Les chercheures et chercheurs ont constaté que si les femmes de tous les pays ont fait état d’effets positifs sur les revenus et de certaines formes d’autonomisation, les inégalités auxquelles elles étaient traditionnellement confrontées se reproduisaient dans les emplois sur plateforme et pouvaient ainsi les exclure du marché du travail médiatisé au moyen des plateformes numériques.
Faits saillants
- Les femmes de cinq pays asiatiques ont indiqué bénéficier d’un travail fourni au moyen de plateformes numériques, tout en étant confrontées aux mêmes inégalités que dans l’emploi traditionnel.
- Attirées par la nature souple du travail sur les plateformes, elles ont constaté que les horaires de travail flous aggravaient leur juste équilibre entre vie professionnelle et vie privée.
- La capacité des femmes à naviguer sur les plateformes numériques et à y prospérer dépend d’atouts comme l’éducation, la possession d’un appareil numérique et l’accès à un moyen de transport.
- Dans le cadre du travail sur les plateformes, les femmes victimes de harcèlement physique et de violence fondée sur le genre n’ont souvent pas bénéficié de formes de protection adéquates.
Le paradoxe du travail souple
Le travail à court terme basé sur des projets dans l’économie de plateforme, connu sous le nom de « travail à la demande », permet aux femmes de choisir quand et combien elles travaillent. Dans une étude portant sur l’économie de plateforme avancée en Thaïlande réalisée par le réseau JustJobs, les femmes ont cité la souplesse, ainsi que le revenu, l’autonomie et les économies de coûts, comme les principaux avantages du travail sur les plateformes. Toutefois, les femmes ont également indiqué que, malgré la souplesse des conditions de travail, le flou des horaires de travail avait des répercussions négatives sur le juste équilibre entre vie professionnelle et vie privée.

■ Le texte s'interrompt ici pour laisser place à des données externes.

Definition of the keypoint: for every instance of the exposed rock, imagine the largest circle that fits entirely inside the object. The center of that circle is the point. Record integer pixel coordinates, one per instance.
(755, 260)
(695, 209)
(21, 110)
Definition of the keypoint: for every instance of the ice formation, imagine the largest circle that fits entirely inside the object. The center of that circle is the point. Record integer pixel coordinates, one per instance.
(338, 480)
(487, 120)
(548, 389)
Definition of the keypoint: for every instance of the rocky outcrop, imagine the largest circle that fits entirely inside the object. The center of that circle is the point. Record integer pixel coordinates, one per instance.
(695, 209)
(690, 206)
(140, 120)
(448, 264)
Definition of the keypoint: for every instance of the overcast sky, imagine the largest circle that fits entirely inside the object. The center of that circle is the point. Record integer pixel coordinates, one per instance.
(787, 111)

L’Institut d’études sur le développement des Philippines (PIDS) a mené des enquêtes en 2020 pendant la pandémie de COVID-19 et a constaté que les femmes, en particulier les mères, estimaient la souplesse du travail numérique et les possibilités de formation en ligne. Malgré cette souplesse, les résultats montrent également que le programme de formation en ligne du gouvernement des Philippines, intitulé DigitalJobsPH (DJPH), a connu une baisse annuelle des taux d’achèvement de la formation chez les femmes.

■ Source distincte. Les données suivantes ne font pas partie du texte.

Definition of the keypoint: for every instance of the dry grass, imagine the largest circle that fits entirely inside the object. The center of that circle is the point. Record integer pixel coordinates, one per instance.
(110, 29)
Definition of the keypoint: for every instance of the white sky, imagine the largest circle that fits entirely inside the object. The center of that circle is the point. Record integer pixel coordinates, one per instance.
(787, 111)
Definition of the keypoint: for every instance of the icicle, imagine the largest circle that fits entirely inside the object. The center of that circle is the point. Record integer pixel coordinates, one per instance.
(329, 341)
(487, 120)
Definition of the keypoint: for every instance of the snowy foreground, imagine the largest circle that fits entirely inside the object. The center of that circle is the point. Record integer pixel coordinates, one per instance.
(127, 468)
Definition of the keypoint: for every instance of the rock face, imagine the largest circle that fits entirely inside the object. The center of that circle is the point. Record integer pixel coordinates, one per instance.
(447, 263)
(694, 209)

Dans la recherche menée par le réseau JustJobs en Thaïlande et au Cambodge, les femmes ont indiqué effectuer 12,6 heures de travail d’assistance par semaine, contre 7,5 heures par semaine pour les hommes. C’est ce qui motive de nombreuses personnes à chercher un emploi en ligne, comme l’explique une Thaïlandaise de 44 ans : « c’est parce que je voulais m’occuper de ma famille que j’ai commencé à travailler en ligne ». La souplesse de ces nouveaux emplois tend donc à renforcer les normes traditionnelles de genre et la responsabilité disproportionnée de femmes dans le travail non rémunéré en plus du travail rémunéré.
Au Sri Lanka et en Inde, l’étude menée par LirneAsia et le Centre for Policy Research a révélé que les délais de réponse très courts pour le travail indépendant peuvent désavantager les femmes ayant des responsabilités en matière de soins. Elles peuvent être pénalisées pour leur manque de réactivité ou encore leur incapacité à travailler.

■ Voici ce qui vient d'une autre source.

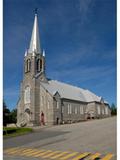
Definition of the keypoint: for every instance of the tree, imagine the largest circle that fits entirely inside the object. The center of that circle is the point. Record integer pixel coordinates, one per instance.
(113, 109)
(13, 116)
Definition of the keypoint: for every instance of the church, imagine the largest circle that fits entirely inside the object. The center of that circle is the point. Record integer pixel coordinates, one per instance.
(47, 102)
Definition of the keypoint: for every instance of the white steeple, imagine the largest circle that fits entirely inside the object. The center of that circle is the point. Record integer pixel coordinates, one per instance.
(26, 53)
(35, 41)
(43, 53)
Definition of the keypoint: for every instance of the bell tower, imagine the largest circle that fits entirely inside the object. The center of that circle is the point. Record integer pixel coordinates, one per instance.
(28, 109)
(34, 58)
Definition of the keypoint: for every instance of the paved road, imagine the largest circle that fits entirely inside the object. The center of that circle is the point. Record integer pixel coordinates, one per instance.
(96, 136)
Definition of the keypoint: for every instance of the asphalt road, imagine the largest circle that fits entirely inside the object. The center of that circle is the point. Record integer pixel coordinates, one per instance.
(96, 136)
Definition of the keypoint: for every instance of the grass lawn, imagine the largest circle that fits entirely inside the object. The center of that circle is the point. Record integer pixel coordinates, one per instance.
(14, 131)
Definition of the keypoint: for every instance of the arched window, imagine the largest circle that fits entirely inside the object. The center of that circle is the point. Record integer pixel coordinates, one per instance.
(27, 95)
(38, 65)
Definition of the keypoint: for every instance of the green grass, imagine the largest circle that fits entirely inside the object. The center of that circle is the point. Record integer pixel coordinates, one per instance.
(13, 131)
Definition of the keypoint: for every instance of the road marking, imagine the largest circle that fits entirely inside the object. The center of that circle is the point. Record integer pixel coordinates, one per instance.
(10, 149)
(35, 153)
(54, 154)
(81, 156)
(16, 151)
(27, 152)
(59, 155)
(93, 157)
(107, 157)
(51, 154)
(69, 155)
(43, 153)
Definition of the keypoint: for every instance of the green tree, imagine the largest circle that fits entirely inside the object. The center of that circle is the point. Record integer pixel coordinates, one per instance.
(13, 116)
(113, 109)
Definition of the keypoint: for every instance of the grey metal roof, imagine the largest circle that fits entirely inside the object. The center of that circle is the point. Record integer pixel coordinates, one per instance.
(35, 41)
(70, 92)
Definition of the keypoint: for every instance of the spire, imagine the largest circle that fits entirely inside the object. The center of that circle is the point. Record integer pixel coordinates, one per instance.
(35, 41)
(43, 53)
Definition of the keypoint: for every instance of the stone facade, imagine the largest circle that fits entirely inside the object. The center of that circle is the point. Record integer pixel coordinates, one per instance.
(39, 98)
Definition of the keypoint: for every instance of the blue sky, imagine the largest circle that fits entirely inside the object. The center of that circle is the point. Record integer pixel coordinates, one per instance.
(79, 37)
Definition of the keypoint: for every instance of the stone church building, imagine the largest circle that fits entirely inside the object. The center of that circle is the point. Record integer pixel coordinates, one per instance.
(45, 101)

À la fois autonomes et isolées
Le travail sur les plateformes offre une stabilité financière, ce qui peut être particulièrement important pour les femmes soumises à des normes patriarcales rigides. Mais lorsque le travail est effectué à la maison, il peut limiter la mobilité des femmes et leur offrir peu de possibilités de se mobiliser dans des réseaux professionnels à l’extérieur du foyer. La nature isolée de ce travail empêche également la négociation collective et la capacité de ces travailleuses à garantir leurs droits et à répondre à leurs griefs.
En Thaïlande et au Cambodge, les chercheures et chercheurs ont constaté que si le revenu personnel des femmes peut augmenter, la nature précaire des emplois, l’absence de progression de carrière, la réglementation inadéquate des plateformes, le manque de protection des travailleuses et la dynamique concurrentielle des prix et des modèles des plateformes limitent l’autonomisation des femmes et peuvent même renforcer les préjugés en fonction du genre.
La nature informelle de ce travail se reflète dans la manière dont les pays classent le travail sur les plateformes dans le cadre de leurs statistiques sur la main-d’œuvre, ce qui a une incidence directe sur les formes de protection ainsi que les filets de sécurité offerts aux travailleuses de l’économie de plateforme.
Une question d’atouts et de niveau de compétences
Les chercheures et chercheurs ont observé une dualité sur le marché du travail des plateformes. D’une part, les travailleuses hautement qualifiées peuvent facilement naviguer sur les plateformes numériques et développer leur carrière. Elles ont tendance à être plus jeunes et davantage mobiles et ont un accès plus facile à la technologie. En revanche, les travailleuses peu qualifiées de l’économie des plateformes sont concentrées dans des emplois peu rémunérés et des professions traditionnellement réservées aux femmes, comme les salons de beauté et les services de bien-être.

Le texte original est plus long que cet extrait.